Arguably the greatest work of modern art along these lines is Picasso's icon of war,
Guernica,
his painting done in remembrance of the Fascist bombing of a Basque village. The rending of human flesh and the destruction of home, family, man, child, and beast, all are immeasurably heightened by the Cubist and surreal elements in the painting. The shrieking creatures of flesh and legend have an unprecedented power because Picasso has wrecked the human form, has reconfigured face and body, annihilating older notions of integrity and propriety.

There is a convulsive explosion of energy in this piece, arguably as much demiurgic as it is destructive, for we cannot avoid the sense that the remaking of human and animal shapes reflects a monstrously potent can-do-ism on Picasso's part, a godlike reconfiguring of the world as we know and knew it. For me, this painting has always had the feeling of a nuclear explosion, inasmuch as I see here a frightening congruence between the violence of war and the violence of art, each understood as shape-shifting, as the unleashing of energies hitherto unknown. And yet, I tell myself, how better to honor this scene of human disaster?

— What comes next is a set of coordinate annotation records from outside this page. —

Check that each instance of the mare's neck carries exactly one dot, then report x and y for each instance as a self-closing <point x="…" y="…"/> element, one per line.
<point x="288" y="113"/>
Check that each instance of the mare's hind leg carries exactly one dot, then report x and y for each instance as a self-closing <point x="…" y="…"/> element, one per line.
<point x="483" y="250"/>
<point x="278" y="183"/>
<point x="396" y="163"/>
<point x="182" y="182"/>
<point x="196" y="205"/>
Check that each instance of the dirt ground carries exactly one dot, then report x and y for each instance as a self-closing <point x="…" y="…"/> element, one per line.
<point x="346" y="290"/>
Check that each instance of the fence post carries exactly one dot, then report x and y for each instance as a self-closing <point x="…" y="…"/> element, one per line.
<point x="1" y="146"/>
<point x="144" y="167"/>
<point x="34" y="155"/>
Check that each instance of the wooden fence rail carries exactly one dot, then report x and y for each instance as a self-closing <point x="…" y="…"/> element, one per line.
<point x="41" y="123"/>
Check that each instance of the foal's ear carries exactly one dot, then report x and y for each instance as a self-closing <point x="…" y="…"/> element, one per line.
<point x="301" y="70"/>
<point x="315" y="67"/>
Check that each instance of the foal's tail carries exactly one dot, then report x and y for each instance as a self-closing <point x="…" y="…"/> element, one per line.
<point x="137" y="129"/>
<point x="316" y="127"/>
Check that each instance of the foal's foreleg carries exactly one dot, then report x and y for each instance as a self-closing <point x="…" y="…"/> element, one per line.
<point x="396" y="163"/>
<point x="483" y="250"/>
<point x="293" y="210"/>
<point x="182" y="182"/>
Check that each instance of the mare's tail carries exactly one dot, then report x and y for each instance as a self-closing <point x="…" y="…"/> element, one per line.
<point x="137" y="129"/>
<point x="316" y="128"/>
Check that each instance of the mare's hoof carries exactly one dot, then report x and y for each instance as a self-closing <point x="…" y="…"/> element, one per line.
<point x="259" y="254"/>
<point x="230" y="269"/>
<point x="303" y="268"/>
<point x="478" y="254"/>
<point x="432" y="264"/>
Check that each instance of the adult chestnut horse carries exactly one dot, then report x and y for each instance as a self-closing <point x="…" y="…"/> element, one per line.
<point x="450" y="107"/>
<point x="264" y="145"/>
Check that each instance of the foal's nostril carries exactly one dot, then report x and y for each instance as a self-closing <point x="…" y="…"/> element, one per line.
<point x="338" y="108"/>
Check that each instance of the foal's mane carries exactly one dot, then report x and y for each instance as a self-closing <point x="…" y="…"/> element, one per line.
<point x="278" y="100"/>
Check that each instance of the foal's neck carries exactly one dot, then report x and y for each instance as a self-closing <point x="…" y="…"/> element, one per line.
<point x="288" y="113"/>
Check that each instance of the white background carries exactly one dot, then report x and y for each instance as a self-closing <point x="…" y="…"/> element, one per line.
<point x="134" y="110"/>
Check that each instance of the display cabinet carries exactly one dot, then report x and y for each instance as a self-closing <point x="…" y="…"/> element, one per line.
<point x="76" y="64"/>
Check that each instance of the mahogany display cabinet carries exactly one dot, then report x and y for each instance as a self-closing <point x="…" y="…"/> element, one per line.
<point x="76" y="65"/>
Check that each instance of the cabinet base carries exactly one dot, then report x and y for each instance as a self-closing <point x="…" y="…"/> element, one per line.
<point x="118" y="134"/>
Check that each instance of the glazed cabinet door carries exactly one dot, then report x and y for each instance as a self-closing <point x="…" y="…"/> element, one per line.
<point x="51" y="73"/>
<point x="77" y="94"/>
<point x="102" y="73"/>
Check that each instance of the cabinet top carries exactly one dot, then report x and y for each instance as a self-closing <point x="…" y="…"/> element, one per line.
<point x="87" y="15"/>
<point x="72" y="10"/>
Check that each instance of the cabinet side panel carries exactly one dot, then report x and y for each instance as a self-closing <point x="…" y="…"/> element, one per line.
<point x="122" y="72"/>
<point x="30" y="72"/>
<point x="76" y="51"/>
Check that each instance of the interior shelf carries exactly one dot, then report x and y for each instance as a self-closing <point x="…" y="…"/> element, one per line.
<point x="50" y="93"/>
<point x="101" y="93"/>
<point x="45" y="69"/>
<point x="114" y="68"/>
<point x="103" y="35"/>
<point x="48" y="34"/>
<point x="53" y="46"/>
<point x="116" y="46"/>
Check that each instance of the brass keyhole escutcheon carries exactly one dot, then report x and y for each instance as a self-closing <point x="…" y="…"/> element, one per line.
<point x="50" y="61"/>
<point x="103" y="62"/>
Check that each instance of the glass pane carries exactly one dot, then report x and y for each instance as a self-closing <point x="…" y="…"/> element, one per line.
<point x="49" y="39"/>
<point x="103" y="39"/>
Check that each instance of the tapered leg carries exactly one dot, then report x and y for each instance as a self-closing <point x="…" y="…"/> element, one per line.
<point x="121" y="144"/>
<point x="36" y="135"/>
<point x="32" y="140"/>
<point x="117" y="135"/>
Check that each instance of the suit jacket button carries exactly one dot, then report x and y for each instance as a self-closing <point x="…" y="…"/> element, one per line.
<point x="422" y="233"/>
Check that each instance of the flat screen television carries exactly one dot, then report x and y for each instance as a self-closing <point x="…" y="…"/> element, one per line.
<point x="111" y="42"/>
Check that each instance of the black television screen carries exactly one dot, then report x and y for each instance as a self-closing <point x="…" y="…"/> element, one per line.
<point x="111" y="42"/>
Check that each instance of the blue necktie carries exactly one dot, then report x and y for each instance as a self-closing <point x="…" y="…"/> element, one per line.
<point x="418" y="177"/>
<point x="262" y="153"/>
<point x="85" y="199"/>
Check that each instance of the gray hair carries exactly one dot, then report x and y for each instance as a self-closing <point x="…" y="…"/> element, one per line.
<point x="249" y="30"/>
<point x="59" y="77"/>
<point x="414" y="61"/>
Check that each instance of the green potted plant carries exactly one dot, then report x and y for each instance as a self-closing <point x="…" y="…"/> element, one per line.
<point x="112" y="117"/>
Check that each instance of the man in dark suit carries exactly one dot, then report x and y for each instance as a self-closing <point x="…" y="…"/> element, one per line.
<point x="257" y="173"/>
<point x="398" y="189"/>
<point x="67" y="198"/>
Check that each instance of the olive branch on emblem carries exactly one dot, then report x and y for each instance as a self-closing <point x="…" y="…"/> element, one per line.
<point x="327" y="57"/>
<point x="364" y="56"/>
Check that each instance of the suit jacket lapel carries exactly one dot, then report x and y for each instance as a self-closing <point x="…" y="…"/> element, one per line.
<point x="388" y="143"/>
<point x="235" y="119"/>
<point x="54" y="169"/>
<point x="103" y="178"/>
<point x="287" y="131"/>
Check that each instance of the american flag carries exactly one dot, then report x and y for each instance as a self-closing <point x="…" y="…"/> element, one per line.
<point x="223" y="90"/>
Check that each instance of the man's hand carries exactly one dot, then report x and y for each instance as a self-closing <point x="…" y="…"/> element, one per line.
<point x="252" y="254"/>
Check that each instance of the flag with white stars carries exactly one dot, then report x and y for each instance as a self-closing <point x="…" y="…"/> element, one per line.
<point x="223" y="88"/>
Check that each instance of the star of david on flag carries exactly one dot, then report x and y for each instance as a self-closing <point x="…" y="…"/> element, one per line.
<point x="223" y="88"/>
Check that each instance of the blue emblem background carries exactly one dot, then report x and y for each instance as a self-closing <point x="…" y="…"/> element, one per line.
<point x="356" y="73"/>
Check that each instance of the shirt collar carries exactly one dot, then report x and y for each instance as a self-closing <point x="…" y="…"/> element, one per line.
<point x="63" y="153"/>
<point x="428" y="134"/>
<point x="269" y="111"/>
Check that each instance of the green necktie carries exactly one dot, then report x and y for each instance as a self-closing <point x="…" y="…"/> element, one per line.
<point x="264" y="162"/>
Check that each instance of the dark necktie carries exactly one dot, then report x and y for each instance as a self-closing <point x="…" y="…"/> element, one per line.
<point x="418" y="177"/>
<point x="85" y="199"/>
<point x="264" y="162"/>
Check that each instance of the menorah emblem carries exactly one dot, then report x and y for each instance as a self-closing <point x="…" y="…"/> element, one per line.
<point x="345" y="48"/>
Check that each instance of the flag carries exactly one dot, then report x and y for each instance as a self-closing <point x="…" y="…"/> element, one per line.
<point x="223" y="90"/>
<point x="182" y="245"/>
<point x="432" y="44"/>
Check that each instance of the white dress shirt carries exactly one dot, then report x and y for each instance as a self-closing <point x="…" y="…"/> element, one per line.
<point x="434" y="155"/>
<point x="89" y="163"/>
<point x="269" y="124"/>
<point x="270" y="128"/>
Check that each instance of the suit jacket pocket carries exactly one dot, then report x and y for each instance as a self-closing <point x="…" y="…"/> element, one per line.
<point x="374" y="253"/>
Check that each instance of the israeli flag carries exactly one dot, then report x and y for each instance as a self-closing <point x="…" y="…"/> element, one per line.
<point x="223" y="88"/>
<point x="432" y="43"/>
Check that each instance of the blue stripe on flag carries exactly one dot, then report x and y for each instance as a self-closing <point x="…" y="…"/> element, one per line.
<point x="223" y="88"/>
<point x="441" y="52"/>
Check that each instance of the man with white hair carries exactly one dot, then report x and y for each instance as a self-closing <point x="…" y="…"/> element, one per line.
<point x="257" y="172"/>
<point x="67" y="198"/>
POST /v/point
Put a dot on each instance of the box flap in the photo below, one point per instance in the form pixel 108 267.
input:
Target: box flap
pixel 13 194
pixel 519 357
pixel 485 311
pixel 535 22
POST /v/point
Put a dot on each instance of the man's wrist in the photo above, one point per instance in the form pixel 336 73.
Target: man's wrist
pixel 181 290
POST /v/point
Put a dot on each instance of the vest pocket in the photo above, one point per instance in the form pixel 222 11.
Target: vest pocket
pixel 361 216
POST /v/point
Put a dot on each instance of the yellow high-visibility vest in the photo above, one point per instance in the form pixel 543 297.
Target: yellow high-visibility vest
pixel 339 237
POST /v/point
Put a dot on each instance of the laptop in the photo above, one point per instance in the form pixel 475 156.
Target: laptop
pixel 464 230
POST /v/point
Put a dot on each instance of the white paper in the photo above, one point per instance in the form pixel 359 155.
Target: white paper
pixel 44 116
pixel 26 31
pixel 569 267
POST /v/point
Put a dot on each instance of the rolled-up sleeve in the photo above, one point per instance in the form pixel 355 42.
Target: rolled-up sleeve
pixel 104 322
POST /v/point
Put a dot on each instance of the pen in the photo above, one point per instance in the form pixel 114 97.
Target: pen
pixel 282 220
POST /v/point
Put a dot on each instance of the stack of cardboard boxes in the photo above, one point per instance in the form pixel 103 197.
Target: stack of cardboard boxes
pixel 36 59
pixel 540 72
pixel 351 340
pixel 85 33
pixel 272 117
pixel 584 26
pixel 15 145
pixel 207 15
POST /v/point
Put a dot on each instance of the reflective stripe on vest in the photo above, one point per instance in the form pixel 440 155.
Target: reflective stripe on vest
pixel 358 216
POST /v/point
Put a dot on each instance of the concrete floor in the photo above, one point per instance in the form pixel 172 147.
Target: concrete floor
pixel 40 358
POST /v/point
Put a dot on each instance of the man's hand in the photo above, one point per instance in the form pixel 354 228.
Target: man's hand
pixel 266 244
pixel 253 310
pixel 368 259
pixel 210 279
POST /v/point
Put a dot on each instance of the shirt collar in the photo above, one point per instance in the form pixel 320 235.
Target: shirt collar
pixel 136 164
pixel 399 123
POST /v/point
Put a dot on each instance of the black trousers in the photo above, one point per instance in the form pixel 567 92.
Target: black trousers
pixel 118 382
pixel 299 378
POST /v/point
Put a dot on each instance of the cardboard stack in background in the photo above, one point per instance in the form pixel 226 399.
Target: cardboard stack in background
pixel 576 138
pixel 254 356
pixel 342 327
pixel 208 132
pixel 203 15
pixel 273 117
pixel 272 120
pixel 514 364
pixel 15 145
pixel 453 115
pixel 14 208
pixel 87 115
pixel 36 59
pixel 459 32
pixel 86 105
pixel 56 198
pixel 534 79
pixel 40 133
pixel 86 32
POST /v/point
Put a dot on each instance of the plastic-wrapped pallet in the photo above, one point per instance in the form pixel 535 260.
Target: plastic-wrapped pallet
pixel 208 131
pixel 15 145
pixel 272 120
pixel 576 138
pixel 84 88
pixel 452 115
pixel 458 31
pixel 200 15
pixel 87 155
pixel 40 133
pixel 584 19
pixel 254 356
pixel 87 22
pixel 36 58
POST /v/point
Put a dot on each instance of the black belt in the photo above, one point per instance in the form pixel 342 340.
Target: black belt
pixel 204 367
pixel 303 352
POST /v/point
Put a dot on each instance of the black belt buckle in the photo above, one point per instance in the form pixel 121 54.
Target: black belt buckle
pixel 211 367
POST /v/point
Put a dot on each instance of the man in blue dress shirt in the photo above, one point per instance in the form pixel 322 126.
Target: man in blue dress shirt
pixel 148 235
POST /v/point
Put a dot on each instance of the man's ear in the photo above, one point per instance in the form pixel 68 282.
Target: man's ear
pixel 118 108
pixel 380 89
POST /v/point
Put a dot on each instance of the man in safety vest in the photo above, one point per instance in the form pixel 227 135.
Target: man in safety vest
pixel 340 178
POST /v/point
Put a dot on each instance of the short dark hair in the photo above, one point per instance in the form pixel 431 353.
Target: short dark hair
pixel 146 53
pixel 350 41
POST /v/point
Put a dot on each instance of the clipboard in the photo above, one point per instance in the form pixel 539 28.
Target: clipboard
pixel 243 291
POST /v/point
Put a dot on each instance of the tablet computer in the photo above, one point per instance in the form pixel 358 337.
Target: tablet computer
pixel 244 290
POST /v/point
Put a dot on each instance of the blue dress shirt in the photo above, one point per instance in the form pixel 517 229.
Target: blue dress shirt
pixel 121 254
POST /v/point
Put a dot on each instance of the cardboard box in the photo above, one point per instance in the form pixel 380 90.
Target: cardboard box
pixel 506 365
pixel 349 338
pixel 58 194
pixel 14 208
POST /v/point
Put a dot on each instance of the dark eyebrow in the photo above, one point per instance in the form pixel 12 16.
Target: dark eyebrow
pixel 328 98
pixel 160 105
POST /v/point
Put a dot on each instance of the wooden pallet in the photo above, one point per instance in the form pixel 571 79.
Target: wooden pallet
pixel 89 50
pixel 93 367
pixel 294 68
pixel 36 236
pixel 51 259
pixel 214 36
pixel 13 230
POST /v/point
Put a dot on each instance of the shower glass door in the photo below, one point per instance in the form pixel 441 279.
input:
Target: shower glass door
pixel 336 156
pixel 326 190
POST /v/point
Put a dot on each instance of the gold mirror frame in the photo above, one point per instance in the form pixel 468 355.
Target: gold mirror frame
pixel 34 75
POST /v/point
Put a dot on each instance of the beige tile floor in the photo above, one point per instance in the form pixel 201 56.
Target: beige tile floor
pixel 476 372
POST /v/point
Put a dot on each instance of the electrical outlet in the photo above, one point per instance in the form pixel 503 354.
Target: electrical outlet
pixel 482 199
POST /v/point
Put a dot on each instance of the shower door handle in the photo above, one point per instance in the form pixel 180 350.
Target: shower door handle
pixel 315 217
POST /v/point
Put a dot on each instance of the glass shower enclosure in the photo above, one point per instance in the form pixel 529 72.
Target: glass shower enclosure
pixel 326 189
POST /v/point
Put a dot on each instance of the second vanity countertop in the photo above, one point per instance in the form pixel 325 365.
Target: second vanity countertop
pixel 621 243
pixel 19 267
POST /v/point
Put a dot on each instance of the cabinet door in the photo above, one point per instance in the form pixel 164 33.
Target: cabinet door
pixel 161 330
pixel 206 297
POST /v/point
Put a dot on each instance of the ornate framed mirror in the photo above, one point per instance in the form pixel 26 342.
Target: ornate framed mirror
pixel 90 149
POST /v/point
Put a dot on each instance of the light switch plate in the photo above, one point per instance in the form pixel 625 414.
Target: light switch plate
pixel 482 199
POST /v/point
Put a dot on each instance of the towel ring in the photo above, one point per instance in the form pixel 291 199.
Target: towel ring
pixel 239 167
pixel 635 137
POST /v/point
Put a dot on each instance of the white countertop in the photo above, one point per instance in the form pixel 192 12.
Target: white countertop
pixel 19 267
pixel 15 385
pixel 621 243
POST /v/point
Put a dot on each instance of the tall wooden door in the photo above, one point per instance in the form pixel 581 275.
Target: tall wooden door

War may seem an especially appropriate setting for a literature of the violated body, but it is by no means the only setting. No writer that I know helps us more in this regard than my favorite bad boy, William Burroughs, whose "talking asshole" we have already met. Burroughs's enduring legacy to American literature,
Naked Lunch,
remains absurdly underappreciated, and even when folks read it, they approach it as commentary on the Beat Generation. For my money, Burroughs qualifies as a genuine visionary whose worldview is radically body-centered. What would such a thing look like?

For starters, it is a universe of incessant
traffic.
The individual subject is immersed in a maelstrom of forces that he either craves or suffers: oxygen, food, drink, drugs, sex, electronic waves, print, ideas, politics, ideology. The Burroughs-human is an utterly porous body/mind, and is hence entered (read
violated, taken over)
both visibly and invisibly, all the time. Western metaphysics is so accustomed to granting privileges to actors and agents, so oversubscribed to the view that individuals initiate actions and that phenomena exist in discrete forms, that the Burroughs vision has been largely ignored. We assume that characters in both books and life
do
things, such as speaking, eating, loving, murdering, etc., but what about the ways they may be routinely penetrated and invaded: by air, by disease, by others' words, by images, by culture itself?